Тем не менее вопрос остается. Мандельштам не столько перерабатывал статьи, вносил новое, сколько убирал кусочки прежнего текста. Часть этих сокращений легко объяснима: автор опускал то, что считал устаревшим (например, программную апологию акмеизма в «О природе слова»). Но в других случаях изъятия возбуждают по меньшей мере сомнение в том, что являются в полном смысле авторскими. Статья о Чаадаеве в редакции 1928 г. лишилась не просто последней, но акцентированно завершающей главки – собственно конца, итога. Очень важно, что, как сообщает составитель, главка была в наборной рукописи – тем больше оснований думать, что не поэт отказался от размышлений о нравственной свободе, об осуществленном Чаадаевым духовно свободном выборе между Россией и Западом, а издатели конца 20‐х гг. сочли их неуместными.

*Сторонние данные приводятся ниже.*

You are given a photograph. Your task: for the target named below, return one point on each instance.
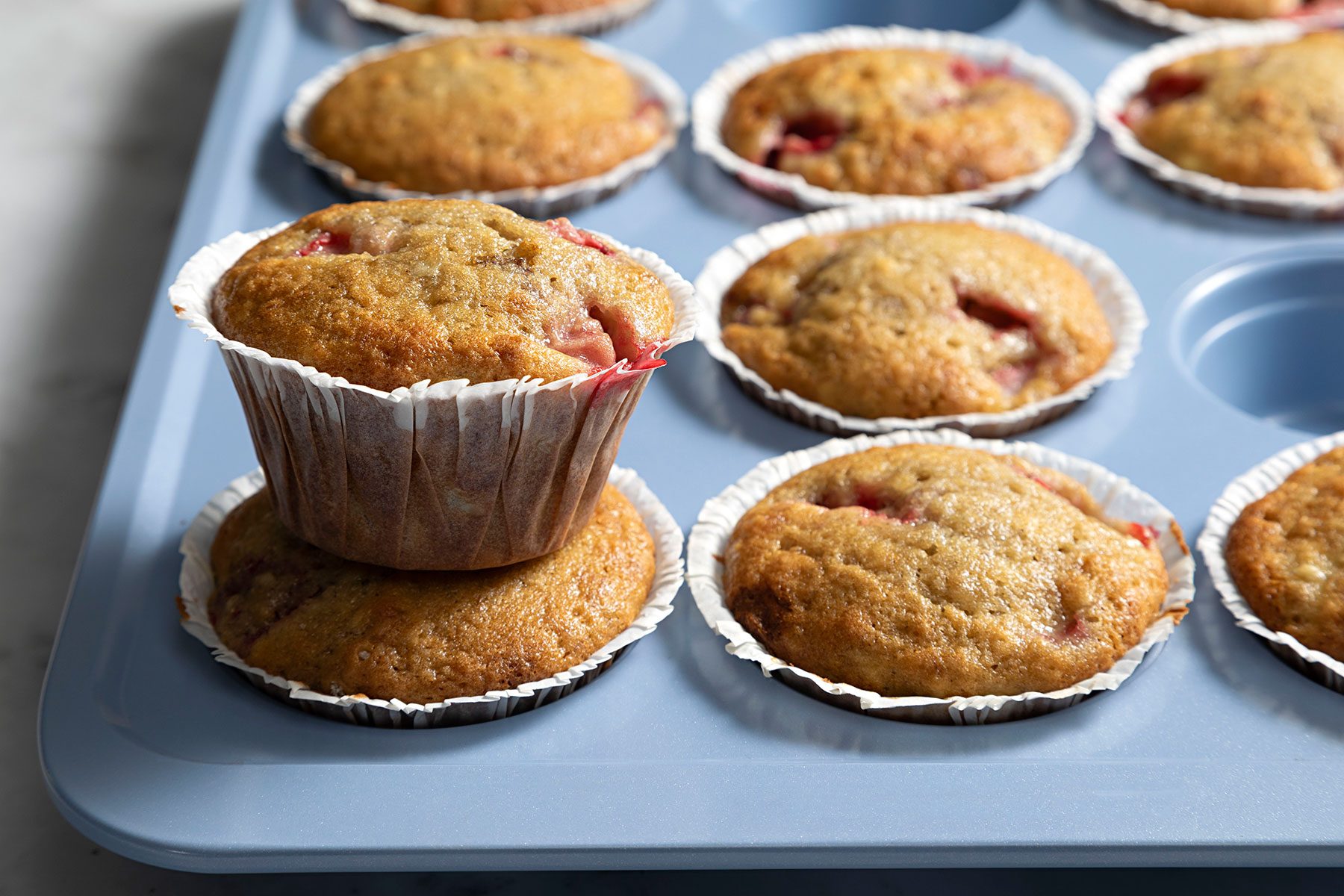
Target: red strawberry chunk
(562, 227)
(326, 243)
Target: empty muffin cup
(196, 583)
(435, 476)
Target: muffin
(915, 320)
(497, 10)
(1258, 116)
(894, 121)
(941, 571)
(430, 383)
(487, 113)
(390, 294)
(351, 629)
(1285, 553)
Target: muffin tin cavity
(1263, 335)
(780, 18)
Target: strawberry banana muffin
(487, 113)
(1287, 555)
(895, 121)
(929, 570)
(1258, 116)
(346, 628)
(1250, 8)
(390, 294)
(497, 10)
(915, 320)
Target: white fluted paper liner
(1241, 492)
(1163, 16)
(1130, 77)
(1115, 293)
(1116, 496)
(534, 202)
(712, 102)
(593, 20)
(196, 583)
(508, 467)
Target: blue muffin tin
(685, 756)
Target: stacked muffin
(436, 390)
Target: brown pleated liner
(534, 202)
(1241, 492)
(196, 583)
(593, 20)
(1116, 296)
(1129, 78)
(1117, 496)
(445, 476)
(712, 101)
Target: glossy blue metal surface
(685, 756)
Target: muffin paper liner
(712, 102)
(1245, 489)
(196, 583)
(510, 467)
(1163, 16)
(1117, 299)
(594, 20)
(1130, 77)
(1116, 494)
(534, 202)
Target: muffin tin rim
(722, 512)
(729, 262)
(710, 101)
(537, 202)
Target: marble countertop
(107, 100)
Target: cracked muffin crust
(915, 320)
(487, 113)
(495, 10)
(389, 294)
(1258, 116)
(346, 628)
(930, 570)
(894, 121)
(1287, 555)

Издатели же середины 80‐х сочли их не вполне
уместными и продырявили приложение двумя купюрами. На с. 268 вместо многоточий должно стоять в первом случае: «Когда Борис Годунов, предвосхищая мысль Петра, отправил за границу русских молодых людей, ни один из них не вернулся. Они не вернулись по той простой причине, что нет пути обратно от бытия к небытию, что в душной Москве задохнулись бы вкусившие бессмертной весны неумирающего Рима. Но ведь и первые голуби не вернулись обратно в ковчег» (библейский мотив здесь переиначен). Во втором случае: «А сколькие из нас духовно эмигрировали на Запад! Сколько среди нас – живущих в бессознательном раздвоении, чье тело здесь, а душа осталась там!» Замечательно, что купюру сделали несмотря на то, что Мандельштам оценивает такое «раздвоение» явно отрицательно – в соответствии со своим пониманием Чаадаева. А рядом с этими искажениями переиздаваемого текста впервые публикуется черновой отрывок той же статьи (из собрания покойного М. С. Лесмана), который, казалось бы, должен быть нисколько не более желателен для вычеркивателей, – соседство, рельефно характеризующее недавнее (минувшее ли?) состояние «слова и культуры», по крайней мере издательской. Еще три купюры красуются в двух строках фельетона «Веер герцогини» – выброшено имя Н. И. Бухарина. Это ему «книга Ильфа и Петрова для чего-то понадобилась, а рецензентам пока не нужна». Было бы чистой маниловщиной надеяться, что издательство, вслушиваясь в шум времени, попробует сохранить имя единственного из власть имущих, кто помогал поэту. В этом зеленом шуме не слыхать тогда было не только про Бухарина, но даже про пьесу «Брестский мир». Как гласит издательский фольклор, позднее некто из редакторского корпуса сетовал, что рукопись не полежала еще полгода.Но вернемся от прогрессивно-консервативной деятельности издательской системы к работе составителя.